Back when the dinosaurs roamed the earth, in the early 1990s, there were dozens of 3D graphics workstation vendors whose name have long been forgotten who tried to dominate the 3D graphics industry. One of them, SGI, offered generously to transform its superior technology into an open standard called OpenGL. With OpenGL, programming simple 3D graphics algorithms on different hardware became easy.

Shortly after, SGI tragically lost its mind. Every smart graphics engineers fled the company to join upstarts like NVIDIA and ATI (bought by AMD recently). On its death bed, SGI gave up OpenGL and allowed a standard group called Khronos to take it over, where is has since evolved at a moderate but consistent rate. Khronos also maintains other 3D standards like COLLADA.

Ending the mess

Today Khronos announced that it wants to repeat the exploit. This time, they are starting a Compute Working Group so NVIDIA, AMD, Intel and many more can try to agree on a cross-platform standard, i.e. a programming language that will run super fast on multi-core CPUs and on GPUs alike. History shows that this is a good move, that can make it possible for new applications to come to life, applications that would have been too complicated to implement otherwise.
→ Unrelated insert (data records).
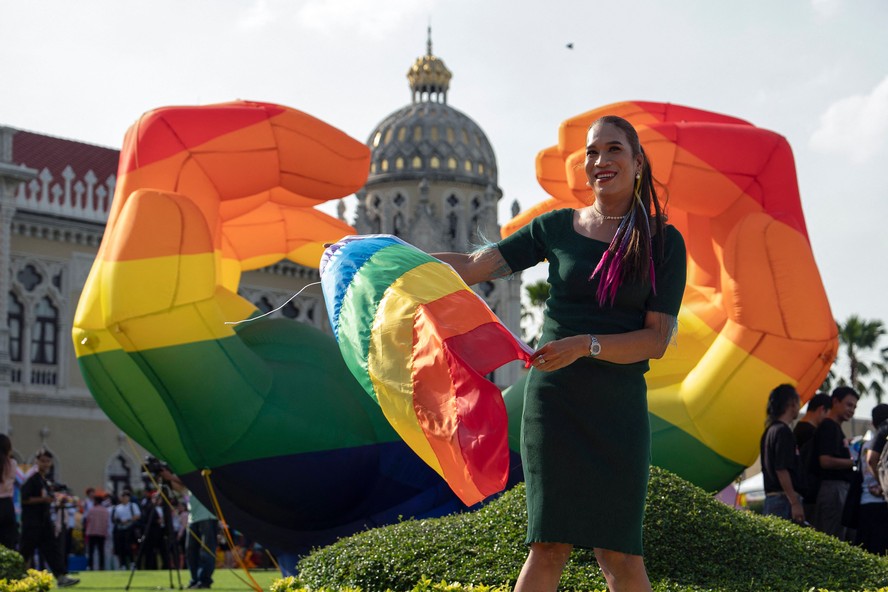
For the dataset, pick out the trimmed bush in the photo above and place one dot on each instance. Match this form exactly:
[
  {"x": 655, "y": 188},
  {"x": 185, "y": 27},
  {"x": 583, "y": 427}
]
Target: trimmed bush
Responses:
[
  {"x": 692, "y": 542},
  {"x": 33, "y": 581},
  {"x": 12, "y": 565}
]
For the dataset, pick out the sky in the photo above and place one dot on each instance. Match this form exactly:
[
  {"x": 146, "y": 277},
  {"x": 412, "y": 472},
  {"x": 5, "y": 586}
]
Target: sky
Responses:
[{"x": 814, "y": 71}]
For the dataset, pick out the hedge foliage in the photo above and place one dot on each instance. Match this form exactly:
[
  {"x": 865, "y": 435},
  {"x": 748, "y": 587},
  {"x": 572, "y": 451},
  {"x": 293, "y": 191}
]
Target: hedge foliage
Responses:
[
  {"x": 12, "y": 565},
  {"x": 33, "y": 581},
  {"x": 692, "y": 543}
]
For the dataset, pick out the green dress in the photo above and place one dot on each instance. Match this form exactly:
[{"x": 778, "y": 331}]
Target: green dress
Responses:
[{"x": 585, "y": 435}]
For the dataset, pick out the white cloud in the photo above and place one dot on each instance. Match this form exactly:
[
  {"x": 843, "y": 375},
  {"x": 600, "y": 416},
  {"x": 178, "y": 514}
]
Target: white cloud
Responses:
[
  {"x": 257, "y": 16},
  {"x": 856, "y": 125},
  {"x": 827, "y": 8},
  {"x": 372, "y": 20}
]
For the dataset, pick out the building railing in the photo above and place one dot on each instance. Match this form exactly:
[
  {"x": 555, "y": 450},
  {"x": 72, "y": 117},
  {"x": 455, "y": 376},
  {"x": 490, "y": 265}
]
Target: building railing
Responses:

I have seen a couple of these standardization cycles in action, and since I’m not participating in this working group (so far) I will simply speculate from past experience and from the little that has been publicly stated so far. (Feel free in the comments section!) I think there are important questions that will make or break this initiative:

- Are the main players in a collaborative mindset, or are trying to dominate each other? In previous cycles (e.g. GLSL) Apple acted as the mediator, since they badly needed that technology and it had a strong business influence on NVIDIA and ATI. Intel didn’t have a strong participation. This time Intel is very active in 3D graphics. ATI/AMD is in a tough spot where they badly need to get back some market share, maybe through deals with Apple. I’m hopeful that there will be enough collaboration to create a decent standard, with unusual high-performance features continuing to be exposed only in the proprietary standards.

- Typically, the resulting standard is strongly inspired by one precedent. OpenGL was derived from IrisGL from SGI. COLLADA came straight from Sony. Arguably GLSL was inspired by early versions of NVIDIA Cg and a long line of predecessors. This time around, Apple apparently likes NVIDIA’s CUDA which is likely to form the basis of their OpenCL. OpenCL would be the right name for the resulting standard, if the other players can accept it. So my bet is on CUDA rechristened as OpenCL, with bits of Intel Ct thrown in to keep everyone happy. AMD will keep its low-level interface and will implement the high-level standard on top.

- How long will it take for a something usable to come out of this? In the past, such standards have typically taken at least a year, often because modifications were necessary to make the hardware compatible. In this case, it sounds like the technology will primarily be software-based (e.g. compilers), so it could happen much faster if a majority of the vendors accept to play nice. The deciding factor here will be the chair of the working group. A diplomatic yet decisive chair can make things happen ten times faster than a less decisive or a visibly biased one. Since I don’t know yet who is chairing the group, I will refrain from commenting publicly.